Unimpressed by the ongoing PDO 2 debate, we have continued working on PDO/mysqlnd for MySQL. It turned out that the current status of PDO makes developing and testing a new driver a challenge. I spent quite a lot of time comparing the different behaviours of the various drivers in the hope I could find out how PDO drivers are supposed to work. The PDO documentation and the specification do not cover each and every detail. PDO really needs some love…
Why do people suggest to improve PDO before kicking-off a PDO 2 project?

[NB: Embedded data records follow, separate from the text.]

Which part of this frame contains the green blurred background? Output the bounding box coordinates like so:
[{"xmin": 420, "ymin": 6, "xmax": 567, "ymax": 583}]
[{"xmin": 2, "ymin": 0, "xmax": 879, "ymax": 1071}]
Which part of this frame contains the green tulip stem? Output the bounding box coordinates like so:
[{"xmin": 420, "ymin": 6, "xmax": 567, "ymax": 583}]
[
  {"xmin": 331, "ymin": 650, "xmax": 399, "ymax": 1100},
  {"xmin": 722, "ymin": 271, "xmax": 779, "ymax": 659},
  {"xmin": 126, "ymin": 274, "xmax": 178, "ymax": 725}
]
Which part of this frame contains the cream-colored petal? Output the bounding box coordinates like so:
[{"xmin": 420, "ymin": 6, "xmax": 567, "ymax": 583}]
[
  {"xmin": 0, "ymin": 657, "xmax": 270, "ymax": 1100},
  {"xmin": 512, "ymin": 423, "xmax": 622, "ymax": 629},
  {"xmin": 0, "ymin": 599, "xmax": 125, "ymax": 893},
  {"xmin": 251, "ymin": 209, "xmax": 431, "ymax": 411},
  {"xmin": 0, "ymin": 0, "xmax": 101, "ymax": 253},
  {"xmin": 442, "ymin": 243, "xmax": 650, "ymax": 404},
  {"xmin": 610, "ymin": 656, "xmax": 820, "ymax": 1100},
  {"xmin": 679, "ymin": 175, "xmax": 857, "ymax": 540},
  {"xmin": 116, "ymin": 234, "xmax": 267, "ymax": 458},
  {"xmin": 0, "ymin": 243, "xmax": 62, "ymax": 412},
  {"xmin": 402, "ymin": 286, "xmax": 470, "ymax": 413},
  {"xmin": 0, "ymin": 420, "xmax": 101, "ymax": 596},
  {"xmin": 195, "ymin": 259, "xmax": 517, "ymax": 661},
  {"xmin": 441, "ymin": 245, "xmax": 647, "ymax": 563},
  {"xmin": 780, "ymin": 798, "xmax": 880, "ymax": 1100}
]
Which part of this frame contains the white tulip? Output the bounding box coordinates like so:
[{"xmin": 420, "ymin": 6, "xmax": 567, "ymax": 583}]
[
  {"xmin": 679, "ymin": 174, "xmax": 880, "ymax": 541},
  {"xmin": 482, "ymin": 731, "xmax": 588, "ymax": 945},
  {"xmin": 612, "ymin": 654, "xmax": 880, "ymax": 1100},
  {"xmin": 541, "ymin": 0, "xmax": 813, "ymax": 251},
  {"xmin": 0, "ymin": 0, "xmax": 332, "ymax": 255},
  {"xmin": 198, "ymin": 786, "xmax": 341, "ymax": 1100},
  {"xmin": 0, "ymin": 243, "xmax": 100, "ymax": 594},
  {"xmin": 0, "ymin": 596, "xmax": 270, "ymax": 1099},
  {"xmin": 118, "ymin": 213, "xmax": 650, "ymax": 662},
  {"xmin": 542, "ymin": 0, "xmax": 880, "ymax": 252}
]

The challenge of the day was to find out what PDO::FETCH_UNIQUE
is about. All what the first page of the PDO manual tells you is, that is is a predefined (class) constant of the type INT. But luckily, there is more to learn about it on the manual page of PDOStatement->fetchAll()
:
[…]
array fetchAll ([ int $fetch_style [, int $column_index [, array $ctor_args ]]] )
[…]
To fetch only the unique values of a single column from the result set, bitwise-OR PDO::FETCH_COLUMN
with PDO::FETCH_UNIQUE
.
[…]
That’s one sentence. And according to Google this is pretty much it what you can find about it on php.net. Hold on, there are some test which give usage examples. However, you never know if a test covers all aspects of a feature. What about the comment-files (ext/pdo/pdo_stmt.c, …) you ask? Well, that’s no good documentation for the end user and you never know if the implementation is wrong as long as there is no description of what the code shall accomplish. Its a valid approach in software development to refine a feature as you go. But in the end you need one document which describes how things are supposed to work. And that document is not the .c file – in particular not, if you want third-parties to contribute.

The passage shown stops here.